Mineradora Vale Verde ganha Prêmio de Excelência da Indústria 2020 com projeto situado no Agreste
Artigo publicado em revista nacional especializada no setor minerário destacou redução de custos
A Mineração Vale Verde (MVV), que também está instalada no Agreste do Estado, cada vez mais, mostra seu engajamento, compromisso e ética com a preservação e a biodiversidade do território em que atua, no interior alagoano. É que o Projeto Serrote, situado entre Arapiraca e Craíbas, acabou de ser agraciado com mais uma honraria: o “Prêmio de Excelência da Indústria Minero Metalúrgica”, realizado pela conceituada revista Minérios & Minerales, já em sua 22ª edição nacional.

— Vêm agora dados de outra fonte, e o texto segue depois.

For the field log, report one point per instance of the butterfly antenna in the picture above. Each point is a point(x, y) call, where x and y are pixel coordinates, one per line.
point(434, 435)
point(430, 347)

A MVV foi uma das 40 empresas que participaram do certame. Com anúncio feito nesta quinta-feira (18), ela ganhou na categoria “Meio Ambiente e Comunicação”.
PRODUÇÃO DE MUDAS
Na edição nº 403 da referida revista, de outubro/novembro de 2019, a companhia publicou o artigo “Vale Verde aumenta eficiência produtiva de viveiro para reflorestamento”, escrito pelo técnico de Agropecuária da MVV, Jaédson Oliveira, e orientado pelo coordenador de Meio Ambiente da companhia, André Maia.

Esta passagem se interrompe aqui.